Elastic Document's @version not incrementing when updating via Logstash

Question

I want to load the issue data from a JIRA instance to my Elastic Stack on a regular basis. I don't want to create a new elastic document every time I pull the data from the JIRA API, but instead update the existing document document, which means there should only exist one document per JIRA issue. When updating, I would expect the @version field to increment automatically when setting the document_id field of the elasticsearch output plugin.

Currently working setup

Elastic Stack: Version 7.4.0 running on Ubuntu in Docker containers
Logstash Input stage: get the JIRA issue data via http_poller input plugin
Logstash Filter stage: use the split filter plugin to modify the JSON data as needed
Logstash Output stage: pipe the data to Elasticsearch and make it visible in Kibana

Where I am struggling

The data is correctly registered in Elastic and shown in Kibana. As expected there is one document per issue. However, the document is being overwritten but @version stays at value 1. I assumend using action => "update", doc_as_upsert => true and document_id => "%{[@metadata][id]}" would be enough to make Elasticsearch realize that it needs to increment the version of the document.

I am wondering in general if this is the correct approach to make the JIRA issue data searchable over time. For example, will I be able to find the status quo of a JIRA ticket at a past @version? Or will the @version value only give me the information how often the document was updated, without giving me the indiviual document version's values?

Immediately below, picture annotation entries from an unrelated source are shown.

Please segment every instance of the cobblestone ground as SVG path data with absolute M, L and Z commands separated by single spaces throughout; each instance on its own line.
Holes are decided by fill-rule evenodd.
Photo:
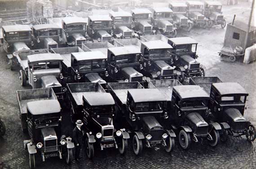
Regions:
M 234 8 L 236 10 L 238 7 Z M 248 10 L 247 8 L 243 9 L 245 11 Z M 230 21 L 231 15 L 229 18 Z M 199 29 L 191 32 L 191 36 L 202 43 L 199 52 L 201 57 L 200 61 L 206 65 L 206 75 L 218 76 L 224 81 L 238 82 L 249 92 L 247 105 L 249 109 L 246 110 L 245 117 L 256 125 L 256 63 L 247 65 L 221 61 L 217 52 L 222 46 L 225 30 L 218 29 L 217 26 L 211 31 Z M 28 136 L 24 135 L 21 131 L 15 91 L 29 87 L 22 88 L 20 85 L 18 70 L 11 71 L 4 55 L 2 48 L 0 48 L 0 116 L 7 129 L 5 135 L 0 138 L 0 169 L 26 169 L 29 168 L 28 156 L 22 143 Z M 68 124 L 70 123 L 68 113 L 63 114 L 65 119 L 62 124 L 66 133 L 72 128 Z M 42 162 L 37 157 L 37 167 L 51 169 L 256 168 L 256 142 L 249 143 L 244 136 L 230 138 L 226 143 L 221 143 L 216 148 L 209 147 L 207 142 L 193 144 L 188 151 L 181 149 L 176 143 L 175 150 L 170 154 L 160 148 L 144 148 L 143 155 L 137 156 L 130 144 L 126 156 L 120 155 L 117 150 L 97 151 L 93 161 L 86 157 L 83 150 L 80 162 L 74 161 L 70 165 L 66 165 L 64 160 L 58 158 L 47 159 Z

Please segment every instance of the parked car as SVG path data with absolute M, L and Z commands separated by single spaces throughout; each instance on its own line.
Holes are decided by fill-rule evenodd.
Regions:
M 112 28 L 115 38 L 126 38 L 134 37 L 134 32 L 131 29 L 133 29 L 134 23 L 130 13 L 122 10 L 112 10 L 109 15 L 113 21 Z
M 88 35 L 93 39 L 100 41 L 112 40 L 112 20 L 107 15 L 93 15 L 88 17 Z
M 7 54 L 14 51 L 14 44 L 24 43 L 31 48 L 34 43 L 32 39 L 32 30 L 27 25 L 9 25 L 2 26 L 4 49 Z
M 151 23 L 152 13 L 146 8 L 136 8 L 132 10 L 132 21 L 134 22 L 133 30 L 139 36 L 154 34 Z
M 68 164 L 73 159 L 74 143 L 62 133 L 61 108 L 51 88 L 17 91 L 22 128 L 28 131 L 30 139 L 23 141 L 27 149 L 30 169 L 34 169 L 36 154 L 42 161 L 52 156 L 65 156 Z
M 69 46 L 82 46 L 86 42 L 86 25 L 84 18 L 79 17 L 66 17 L 62 19 L 63 42 Z
M 140 59 L 140 72 L 152 79 L 169 79 L 176 77 L 174 68 L 170 65 L 172 47 L 161 40 L 142 42 Z
M 213 24 L 221 25 L 221 28 L 226 26 L 226 20 L 222 14 L 222 4 L 218 1 L 204 1 L 204 14 L 208 19 L 208 27 L 211 28 Z
M 36 49 L 58 47 L 62 42 L 62 28 L 55 24 L 35 25 L 32 26 L 32 35 Z
M 255 127 L 243 117 L 248 93 L 238 83 L 222 82 L 217 77 L 190 78 L 190 84 L 198 85 L 208 93 L 211 99 L 208 107 L 212 120 L 221 126 L 221 140 L 228 135 L 245 135 L 249 142 L 256 138 Z
M 121 46 L 108 49 L 107 71 L 114 81 L 139 81 L 146 77 L 138 72 L 142 67 L 139 59 L 141 51 L 137 47 Z
M 203 14 L 203 3 L 199 1 L 187 1 L 187 17 L 193 22 L 192 27 L 196 25 L 206 29 L 208 19 Z
M 187 13 L 187 5 L 183 2 L 171 2 L 169 7 L 173 13 L 174 27 L 190 32 L 192 28 L 193 22 L 185 16 Z
M 173 151 L 176 135 L 166 130 L 157 118 L 163 114 L 166 100 L 157 89 L 145 89 L 138 82 L 109 83 L 108 89 L 115 103 L 119 125 L 127 126 L 132 135 L 133 152 L 142 153 L 143 147 L 162 145 Z
M 118 148 L 125 153 L 129 134 L 124 128 L 117 129 L 113 123 L 115 101 L 98 83 L 81 83 L 67 84 L 71 104 L 71 121 L 80 119 L 84 125 L 84 141 L 88 157 L 92 159 L 95 149 Z
M 198 42 L 190 37 L 170 38 L 168 40 L 173 49 L 172 56 L 179 81 L 183 82 L 185 77 L 204 76 L 203 65 L 196 60 Z
M 168 7 L 154 8 L 151 9 L 152 23 L 156 34 L 163 34 L 168 37 L 176 37 L 176 28 L 173 26 L 173 13 Z

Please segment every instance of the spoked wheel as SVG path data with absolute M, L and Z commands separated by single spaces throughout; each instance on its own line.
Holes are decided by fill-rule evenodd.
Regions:
M 229 138 L 229 132 L 227 129 L 223 129 L 222 135 L 221 135 L 221 141 L 225 142 Z
M 66 155 L 66 162 L 67 165 L 70 165 L 73 161 L 73 152 L 72 148 L 67 148 Z
M 212 140 L 208 140 L 208 144 L 212 147 L 215 147 L 220 141 L 220 133 L 218 131 L 212 129 L 209 134 L 212 138 Z
M 25 86 L 26 84 L 26 79 L 25 72 L 22 70 L 20 70 L 19 79 L 21 80 L 21 85 L 22 86 Z
M 94 148 L 93 148 L 93 144 L 92 143 L 89 142 L 89 139 L 88 137 L 85 140 L 85 149 L 86 151 L 86 155 L 88 158 L 90 159 L 93 159 L 94 156 Z
M 223 22 L 221 24 L 221 28 L 222 29 L 224 29 L 224 28 L 226 26 L 226 20 L 225 19 L 223 20 Z
M 128 141 L 127 139 L 122 138 L 122 141 L 120 142 L 120 144 L 118 146 L 118 150 L 120 154 L 124 155 L 126 152 L 126 150 L 128 147 Z
M 246 135 L 247 140 L 249 142 L 254 141 L 256 138 L 256 130 L 253 125 L 250 124 L 247 129 L 249 135 Z
M 5 134 L 5 125 L 4 122 L 0 119 L 0 136 L 3 136 Z
M 35 154 L 29 154 L 29 168 L 31 169 L 35 168 Z
M 165 147 L 165 151 L 167 152 L 170 152 L 173 151 L 175 147 L 174 138 L 169 136 L 165 139 L 165 143 L 166 143 L 166 146 Z
M 142 141 L 139 139 L 136 134 L 132 139 L 132 148 L 136 155 L 140 155 L 142 152 Z
M 179 142 L 181 148 L 185 150 L 187 149 L 191 144 L 190 135 L 184 130 L 181 130 L 179 134 Z

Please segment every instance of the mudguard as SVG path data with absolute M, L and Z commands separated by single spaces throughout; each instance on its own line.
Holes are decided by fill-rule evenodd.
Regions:
M 140 139 L 144 139 L 145 138 L 144 135 L 143 135 L 143 134 L 141 131 L 135 131 L 134 132 L 134 133 L 137 135 L 138 138 Z
M 209 123 L 209 124 L 212 126 L 216 130 L 221 130 L 221 127 L 220 124 L 216 122 Z
M 88 133 L 86 133 L 87 137 L 88 137 L 88 139 L 89 140 L 89 143 L 93 143 L 96 142 L 95 140 L 95 138 L 93 135 L 90 135 Z
M 31 154 L 35 154 L 37 152 L 36 151 L 36 149 L 35 148 L 35 146 L 33 144 L 30 144 L 30 143 L 28 143 L 26 144 L 27 147 L 27 151 L 28 151 L 28 153 Z
M 123 138 L 124 139 L 130 139 L 130 135 L 129 133 L 126 131 L 124 131 L 123 129 L 120 130 L 122 132 L 122 135 L 123 135 Z
M 192 129 L 188 126 L 181 126 L 181 127 L 187 132 L 191 132 L 192 131 Z
M 167 131 L 168 135 L 169 135 L 171 137 L 176 137 L 176 135 L 172 130 L 167 130 L 166 131 Z
M 224 128 L 224 129 L 227 129 L 230 128 L 230 127 L 229 124 L 225 122 L 221 123 L 220 123 L 220 125 L 221 127 L 221 128 Z

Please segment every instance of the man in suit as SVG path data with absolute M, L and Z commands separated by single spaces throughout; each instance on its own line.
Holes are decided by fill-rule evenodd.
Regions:
M 81 130 L 81 127 L 83 123 L 80 120 L 78 120 L 75 123 L 76 126 L 73 130 L 73 140 L 75 146 L 75 160 L 79 161 L 79 155 L 80 150 L 82 147 L 83 143 L 83 132 Z

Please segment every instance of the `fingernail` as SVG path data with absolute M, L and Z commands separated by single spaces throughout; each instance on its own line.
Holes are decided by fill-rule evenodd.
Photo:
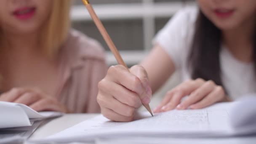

logstash.conf (certain data was removed and replaced with <> tags)

input {
  http_poller {
    urls => {
      data => {
        method => get
        url => "https://<myjira>.com/jira/rest/api/2/search?<searchJQL>"
        headers => {
          Authorization => "Basic <censored>"
          Accept => "application/json"
          "Content-Type" => "application/json"
        }
      }
    }
    request_timeout => 60
    schedule => { every => "10s" } # low value for debugging
    codec => "json"
  }
}

filter {
  split {
    field => "issues"
    add_field => {
      "key" => "%{[issues][key]}"
      "Summary" => "%{[issues][fields][summary]}"
      [@metadata]["id"] => "%{[issues][id]}" # unique ID of a JIRA issue, the JIRA issue key could also be used
    }
  remove_field => [ "startAt", "total", "maxResults", "expand", "issues"]
  }
}

output {
  stdout { codec => rubydebug }
  elasticsearch {
       index => "gsep"
       user => ["<usr>"]
       password => ["<pw>"]
       hosts => ["elasticsearch:9200"]
       action => "update"
       document_id => "%{[@metadata][id]}"
       doc_as_upsert => true
  }
}

Screenshots from Document Data in Kibana

I had to censor information, but the missing information should not be relevant. On the screenshot you can see that the same _id is correctly set, but the @version stays at 1. In Elasticstash/Kibana exists only exactly this document for the respective issue/_id.

ibexit ibexit · Accepted Answer · 2020-02-06T10:23:17

The @version field is coming from logstash and is just an indicator for the version of your log message format. There is no auto-increment functionality etc.

Please note, there is also a _version field in elasticsearch documents. _version is an automatically incremented value used for optimistic locking in a concurrency scenario.

Just to be clear, elasticsearch can't give you what you are expecting in terms of versioning out of the box. You can't access a different version of the same document relying on _version. There are design patterns hot to implement such a document history in elasticsearch. But that's a broad question with many answers and out of scope of this question.